The Parliamentary Commission on Banking Standards has urged the British government to create new laws to imprison more "reckless" bankers, while also making it easier to claw back bonuses and pensions in order to clean up the industry.
In its 500-page report, the PCBS recommended the creation of a new criminal offence, "reckless misconduct in the management of a bank", which would carry a prison sentence in the most serious cases.
"Taxpayers and customers have lost out. The economy has suffered. The reputation of the financial sector has been gravely damaged. Trust in banking has fallen to a new low," said PCBS chairman Andrew Tyrie.
"Senior bankers who seriously damage their banks or put taxpayers' money at risk can expect to be fined, banned from the industry, or, in the worst cases, go to jail."
In terms of pay, the PCBS recommended that the banking industry adopt a new remuneration code. This would include a new power to cancel all bonuses and pension rights not yet paid, in the event that the banks need to be bailed out by the taxpayer.
It also asks that a new structure be installed, in order to better balance risk and reward with more pay deferred over longer periods of time.
The PCBS took evidence between September 21, 2012 and March 6, 2013 to deliver this report. During that time, it asked more than 9,000 questions and heard 161 hours of evidence from hundreds of witnesses, across 73 sessions.

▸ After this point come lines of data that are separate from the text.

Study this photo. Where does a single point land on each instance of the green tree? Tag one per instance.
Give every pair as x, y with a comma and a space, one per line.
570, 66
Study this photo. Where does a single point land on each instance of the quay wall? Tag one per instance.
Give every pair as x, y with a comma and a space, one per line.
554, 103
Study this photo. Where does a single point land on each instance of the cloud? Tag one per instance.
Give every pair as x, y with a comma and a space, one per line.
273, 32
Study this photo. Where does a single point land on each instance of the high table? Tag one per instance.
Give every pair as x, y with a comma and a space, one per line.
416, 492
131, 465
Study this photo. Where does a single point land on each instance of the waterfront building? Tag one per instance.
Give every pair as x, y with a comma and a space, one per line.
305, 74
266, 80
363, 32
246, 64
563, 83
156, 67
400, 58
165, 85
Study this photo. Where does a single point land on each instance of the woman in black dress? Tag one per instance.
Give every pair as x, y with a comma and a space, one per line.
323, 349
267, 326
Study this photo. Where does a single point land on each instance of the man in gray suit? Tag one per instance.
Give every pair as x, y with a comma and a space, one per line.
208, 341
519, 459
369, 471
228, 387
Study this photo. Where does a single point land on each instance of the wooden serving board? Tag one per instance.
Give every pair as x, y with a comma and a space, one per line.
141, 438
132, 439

It has also taken into account settled and ongoing regulatory and competition investigations.
Libor Fixing Scandal: The Latest
The PCBS was set up last year with a brief to deliver recommendations on banking standards and culture, after Barclays settled with US and UK authorities over its role in the Libor fixing scandal last June.
Following Barclays' settlement, UBS followed suit in December 2012. It agreed a record $1.5bn fine with US, UK and Swiss authorities for its role in manipulating a number of key benchmark interbank lending rates.
The Royal Bank of Scotland (RBS) was the third and most recent bank to settle with US and UK authorities related to civil charges related to the manipulation of Libor. A RBS subsidiary, RBS Securities Japan Limited, also pleaded guilty to one criminal charge of wire fraud.
In a Q&A session following the settlement, RBS Chairman Philip Hampton said "if people break the law they should face the full weight of the criminal justice system. We have already seen traders at other banks arrested over Libor manipulation and I expect we will see more."
"That is how it should be. If people don't end up in prison over this scandal I worry it will further perpetuate the sense that there is one rule for the financial system and another set of rules for the rest of society."
The authorities have also taken action at an individual level. On Tuesday, Britain's Serious Fraud Office (SFO) charged former Citi and UBS trader Thomas Hayes with conspiracy to defraud in connection with the criminal investigation into the manipulation of Libor.
Hayes, 33, was charged with eight counts of fraud in total by the SFO but he already faces criminal charges from the US Department of Justice since December last year.
On Tuesday, Tracey McDermott, director of enforcement at the Financial Conduct Authority (FCA), told delegates at a conference that "we are serious about holding individuals to account. Many question if we have the ability to see this through ... we mean business and we are able to follow through."